Author(s): Theo Farrell
It could have been a very different story. British and US forces could have successfully withdrawn from Afghanistan in 2002, having done the job they set out to do: to defeat al-Qaeda and stop it from launching further terrorist attacks against the West. Instead, British troops became part of a larger international effort to stabilise the country. Yet over the following thirteen years the British military paid a heavy price for their presence in Helmand province; and when Western troops departed from Afghanistan in 2014, they had failed to stop a Taliban resurgence. In this magisterial study, Theo Farrell explains the origins and causes of the war, providing fascinating insight into the British government's reaction to 9/11 and the steps that led the British Army to Helmand. He details the specific campaigns and missions over the subsequent years, revealing how the military's efforts to create a strategy for success were continually undermined by political realities in Kabul and back home.
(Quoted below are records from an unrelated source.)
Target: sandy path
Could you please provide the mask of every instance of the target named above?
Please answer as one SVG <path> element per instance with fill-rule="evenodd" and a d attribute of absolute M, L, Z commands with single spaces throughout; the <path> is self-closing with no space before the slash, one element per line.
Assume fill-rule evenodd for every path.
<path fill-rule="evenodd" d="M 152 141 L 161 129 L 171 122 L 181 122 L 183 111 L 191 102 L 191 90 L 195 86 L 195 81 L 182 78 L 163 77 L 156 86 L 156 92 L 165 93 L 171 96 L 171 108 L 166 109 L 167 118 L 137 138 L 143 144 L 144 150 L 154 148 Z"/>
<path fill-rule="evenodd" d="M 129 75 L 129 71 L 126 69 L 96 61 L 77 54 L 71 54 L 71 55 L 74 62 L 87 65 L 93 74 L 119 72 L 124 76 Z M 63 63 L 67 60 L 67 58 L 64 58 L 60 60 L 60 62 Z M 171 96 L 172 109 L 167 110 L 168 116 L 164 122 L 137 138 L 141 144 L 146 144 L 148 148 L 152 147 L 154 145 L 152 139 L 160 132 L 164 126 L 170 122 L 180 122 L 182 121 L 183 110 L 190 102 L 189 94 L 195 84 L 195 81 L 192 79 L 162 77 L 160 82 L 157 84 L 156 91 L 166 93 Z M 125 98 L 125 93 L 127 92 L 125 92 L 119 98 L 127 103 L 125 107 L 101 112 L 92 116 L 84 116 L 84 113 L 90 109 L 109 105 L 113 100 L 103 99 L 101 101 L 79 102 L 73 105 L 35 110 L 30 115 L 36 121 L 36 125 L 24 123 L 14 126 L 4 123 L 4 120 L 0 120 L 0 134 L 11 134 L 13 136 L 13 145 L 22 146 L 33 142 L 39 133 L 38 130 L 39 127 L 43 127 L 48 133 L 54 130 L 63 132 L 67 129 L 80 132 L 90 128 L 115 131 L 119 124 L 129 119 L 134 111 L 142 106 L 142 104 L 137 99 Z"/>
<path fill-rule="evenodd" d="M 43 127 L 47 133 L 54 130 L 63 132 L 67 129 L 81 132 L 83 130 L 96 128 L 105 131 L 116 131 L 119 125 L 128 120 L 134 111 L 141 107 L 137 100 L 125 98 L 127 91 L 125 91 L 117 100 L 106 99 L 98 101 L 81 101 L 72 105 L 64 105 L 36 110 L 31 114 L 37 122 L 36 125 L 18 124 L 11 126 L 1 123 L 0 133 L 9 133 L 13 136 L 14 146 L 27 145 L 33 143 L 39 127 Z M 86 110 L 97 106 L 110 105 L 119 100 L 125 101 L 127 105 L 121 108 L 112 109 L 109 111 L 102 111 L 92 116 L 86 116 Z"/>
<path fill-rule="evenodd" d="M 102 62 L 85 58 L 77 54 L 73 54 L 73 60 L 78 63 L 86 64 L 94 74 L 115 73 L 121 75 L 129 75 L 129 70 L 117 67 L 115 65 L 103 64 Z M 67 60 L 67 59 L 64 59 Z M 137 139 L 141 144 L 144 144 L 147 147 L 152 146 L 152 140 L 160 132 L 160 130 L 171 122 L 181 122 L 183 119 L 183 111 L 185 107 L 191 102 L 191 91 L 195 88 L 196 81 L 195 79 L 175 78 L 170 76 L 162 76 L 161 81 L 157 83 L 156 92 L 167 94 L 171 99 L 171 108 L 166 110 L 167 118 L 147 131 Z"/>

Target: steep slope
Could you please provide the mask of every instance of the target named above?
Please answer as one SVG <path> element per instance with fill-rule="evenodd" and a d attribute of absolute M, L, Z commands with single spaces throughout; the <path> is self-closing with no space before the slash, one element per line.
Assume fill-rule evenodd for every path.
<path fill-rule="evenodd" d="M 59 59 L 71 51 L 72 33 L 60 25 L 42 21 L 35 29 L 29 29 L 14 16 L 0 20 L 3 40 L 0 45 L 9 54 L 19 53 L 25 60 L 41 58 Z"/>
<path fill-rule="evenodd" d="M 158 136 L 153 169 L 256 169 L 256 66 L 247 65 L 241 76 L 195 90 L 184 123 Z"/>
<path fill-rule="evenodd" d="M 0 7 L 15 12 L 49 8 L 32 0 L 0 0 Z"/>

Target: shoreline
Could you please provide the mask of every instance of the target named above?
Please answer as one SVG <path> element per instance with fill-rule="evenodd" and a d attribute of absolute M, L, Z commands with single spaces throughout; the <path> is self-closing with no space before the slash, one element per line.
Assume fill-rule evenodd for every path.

And he demonstrates conclusively that the West's failure to understand the reasons and dynamics of local conflict in the country meant that the war was unwinnable.
Drawing on unprecedented access to military reports and government documents, as well as hundreds of interviews with Western commanders, senior figures in the Taliban, Afghan civilians and British politicians, Unwinnable is an extraordinary work of scholarship. Its depth of analysis, scope and authority make it the definitive history of Britain's War in Afghanistan.
Theo Farrell is Professor and Dean of Arts and Social Sciences at City, University of London. Previously he was Professor and Head of the Department of War Studies at King's College London. He conducted a number of studies in Afghanistan for British authorities and ISAF Command. He has published several books on military and strategic affairs.